Should I (student) share my data with a researcher I don't know directly?

TL;DR - talk to your supervisor (which to be honest is the answer to about 90% of the questions on here, but hopefully this answer helps structure that discussion).

First of all, you might need to check whether you are even in a position to make this decision. The ownership of intellectual property arising from student projects can be a complex subject and you might want to check with your Knowledge Exchange and Commercialisation office or equivalent before sending a large dataset to an external partner. In most cases this is likely to be a formality and there will be no issues unless the dataset might be used commercially, but they may want to put a simple Material Transfer Agreement in place to define how the recipient can use or further distribute the dataset.

Assuming it's up to you, essentially you have three options:

  1. give them the data without restriction. Best-case scenario: co-authorship, worst-case: nothing.
  2. refuse to give them the data. Best case scenario: nothing. Worst-case scenario: you and your supervisor look bad and you damage a potential future relationship with a collaborator or employer.
  3. give them the data after taking some actions to increase the likelihood of acknowledgement. There are three real options here:

3a) (mentioned by @gvgramazio) upload the data to a public repository. The preferred repository varies by field but I'd use an academic data repository like Figshare. You get a citeable DOI but this is not a publication, so if you're looking for publications, this doesn't help (it should, but that's another discussion).

3b) publish the dataset in a data journal like Nature Scientific Data; then everyone can use it but has to acknowledge you by citing the source.

3c) set up a material transfer agreement that defines how the recipient can use the data and what you get in return, which can formally include the option of coauthorship in some form if a manuscript is produced.

With option 1, the most likely outcome depends on their character. Are they a good person to collaborate with? Do they have a good reputation as a collaborator? This is probably the most important question, since if they're a good person to work with then I honestly can't see them not including you as a co-author anyway in this situation, although this could vary by field. Another, related consideration is whether might you potentially be working with (or for) them in the future, and if so if this might increase your visibility or chance of a job. If you don't know them, the only real way to assess this is by asking your supervisor, who knows them and also has an interest in supporting you.

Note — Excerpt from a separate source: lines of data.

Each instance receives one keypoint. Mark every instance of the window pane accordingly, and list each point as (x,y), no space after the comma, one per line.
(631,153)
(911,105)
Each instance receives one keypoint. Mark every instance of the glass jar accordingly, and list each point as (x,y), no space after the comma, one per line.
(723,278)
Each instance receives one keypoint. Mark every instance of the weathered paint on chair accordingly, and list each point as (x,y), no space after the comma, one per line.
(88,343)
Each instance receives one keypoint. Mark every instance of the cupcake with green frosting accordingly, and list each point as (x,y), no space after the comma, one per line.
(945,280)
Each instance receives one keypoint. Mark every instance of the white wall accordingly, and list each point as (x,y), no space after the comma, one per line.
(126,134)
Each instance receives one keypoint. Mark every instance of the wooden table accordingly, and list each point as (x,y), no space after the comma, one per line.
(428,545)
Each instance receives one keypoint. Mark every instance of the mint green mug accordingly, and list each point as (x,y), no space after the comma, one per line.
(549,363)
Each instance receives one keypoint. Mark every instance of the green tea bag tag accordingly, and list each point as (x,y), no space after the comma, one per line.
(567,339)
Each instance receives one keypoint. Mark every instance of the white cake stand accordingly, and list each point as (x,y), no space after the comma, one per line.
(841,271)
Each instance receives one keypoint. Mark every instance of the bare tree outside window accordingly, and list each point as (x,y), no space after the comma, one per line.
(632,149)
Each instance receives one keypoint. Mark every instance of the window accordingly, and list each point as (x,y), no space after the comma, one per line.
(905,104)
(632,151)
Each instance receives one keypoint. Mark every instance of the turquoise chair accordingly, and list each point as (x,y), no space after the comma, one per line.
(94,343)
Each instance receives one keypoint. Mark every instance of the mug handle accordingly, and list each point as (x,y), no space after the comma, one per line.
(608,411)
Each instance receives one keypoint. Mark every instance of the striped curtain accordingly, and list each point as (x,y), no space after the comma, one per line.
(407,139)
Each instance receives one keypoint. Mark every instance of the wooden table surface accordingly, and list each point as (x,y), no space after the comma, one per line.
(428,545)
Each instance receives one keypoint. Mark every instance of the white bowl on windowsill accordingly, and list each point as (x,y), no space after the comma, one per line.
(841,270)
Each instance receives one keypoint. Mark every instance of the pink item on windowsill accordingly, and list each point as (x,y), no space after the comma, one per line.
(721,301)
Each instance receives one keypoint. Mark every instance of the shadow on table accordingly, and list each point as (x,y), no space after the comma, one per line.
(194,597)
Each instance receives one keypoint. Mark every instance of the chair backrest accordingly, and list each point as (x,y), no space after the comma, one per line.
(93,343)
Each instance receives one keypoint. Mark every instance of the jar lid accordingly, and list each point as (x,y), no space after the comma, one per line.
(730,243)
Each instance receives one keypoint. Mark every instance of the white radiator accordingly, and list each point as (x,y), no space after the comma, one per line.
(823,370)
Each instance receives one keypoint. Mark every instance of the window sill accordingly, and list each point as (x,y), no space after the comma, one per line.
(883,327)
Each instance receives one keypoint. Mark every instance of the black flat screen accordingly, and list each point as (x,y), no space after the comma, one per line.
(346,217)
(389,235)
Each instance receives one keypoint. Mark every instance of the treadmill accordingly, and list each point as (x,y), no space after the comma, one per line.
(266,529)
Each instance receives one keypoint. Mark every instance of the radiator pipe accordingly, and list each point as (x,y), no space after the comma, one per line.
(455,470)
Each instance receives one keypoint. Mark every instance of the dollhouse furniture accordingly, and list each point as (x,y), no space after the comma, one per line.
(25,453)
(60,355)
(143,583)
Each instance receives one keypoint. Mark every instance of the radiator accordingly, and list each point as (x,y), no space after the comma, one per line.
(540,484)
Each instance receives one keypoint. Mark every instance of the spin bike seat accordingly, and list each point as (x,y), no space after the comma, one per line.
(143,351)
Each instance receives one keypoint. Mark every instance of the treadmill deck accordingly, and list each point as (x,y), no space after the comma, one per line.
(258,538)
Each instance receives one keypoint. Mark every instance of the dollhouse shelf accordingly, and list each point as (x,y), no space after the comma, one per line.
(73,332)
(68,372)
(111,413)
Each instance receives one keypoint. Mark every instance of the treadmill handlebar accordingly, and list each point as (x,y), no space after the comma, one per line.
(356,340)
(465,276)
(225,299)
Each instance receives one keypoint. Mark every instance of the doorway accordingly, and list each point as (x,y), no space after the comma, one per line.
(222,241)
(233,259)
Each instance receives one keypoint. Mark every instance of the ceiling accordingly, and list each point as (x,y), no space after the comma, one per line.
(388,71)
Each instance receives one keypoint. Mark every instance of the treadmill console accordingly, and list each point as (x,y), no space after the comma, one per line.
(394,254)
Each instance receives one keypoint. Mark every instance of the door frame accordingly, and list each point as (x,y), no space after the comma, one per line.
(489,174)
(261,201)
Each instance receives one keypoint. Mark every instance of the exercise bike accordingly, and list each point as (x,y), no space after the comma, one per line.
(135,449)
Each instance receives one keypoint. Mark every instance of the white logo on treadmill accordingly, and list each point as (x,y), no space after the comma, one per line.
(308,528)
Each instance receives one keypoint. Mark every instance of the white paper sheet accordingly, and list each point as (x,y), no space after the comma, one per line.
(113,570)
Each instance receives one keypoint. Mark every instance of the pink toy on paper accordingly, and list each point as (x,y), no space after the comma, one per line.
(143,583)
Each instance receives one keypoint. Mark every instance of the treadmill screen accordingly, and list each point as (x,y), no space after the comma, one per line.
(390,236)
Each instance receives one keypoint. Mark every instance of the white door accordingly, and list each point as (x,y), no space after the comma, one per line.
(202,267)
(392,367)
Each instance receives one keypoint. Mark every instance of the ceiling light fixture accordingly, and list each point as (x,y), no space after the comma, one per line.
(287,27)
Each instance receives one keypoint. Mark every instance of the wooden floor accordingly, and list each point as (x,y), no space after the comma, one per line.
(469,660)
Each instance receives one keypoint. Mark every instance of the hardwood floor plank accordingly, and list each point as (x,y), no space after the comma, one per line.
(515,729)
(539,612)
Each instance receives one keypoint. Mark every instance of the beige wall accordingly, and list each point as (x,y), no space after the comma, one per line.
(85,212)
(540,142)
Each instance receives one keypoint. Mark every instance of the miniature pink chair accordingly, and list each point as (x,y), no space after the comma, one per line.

Option 2 - refusing outright - really isn't likely to end well.

Option (3a) - a data repository - guarantees acknowledgement but not necessarily in a form that's useful to you, and option (3b) - a data paper - is the most work and guarantees acknowledgement in a form that's likely to be useful to you, but both (3a) and (3b) mean you're less likely to get a co-authorship.

Option (3c) is trickier. In my field MTAs are increasingly common but also very unpopular with some researchers. As the provider of the data, having it covered by an MTA is the safest option but negotiating one can be intimidating. Fortunately, most institutions have offices to handle this sort of thing.

You also need to consider a few other questions:

  • how helpful are the different possible outcomes going to be for your career? In my field you are assessed primarily on publications in peer-reviewed journals so 3b is preferable to 3a. However, if the friend is able to acknowledge the data by citing it, they are less likely to include you as a co-author unless you make further substantial contributions to the analysis (which they don't have to give you the opportunity to do).
  • Does their proposed analysis sound exciting? If it has a good chance of resulting in a really, really good paper and relies heavily on your dataset, then a chance of a co-authorship on a really high impact paper might be better than a lead authorship on a data-only paper.

Ultimately, most of these questions will be things your supervisor is able to help you with. So I'd arrange to talk to your supervisor, explain your concerns, and ask which option they suggest.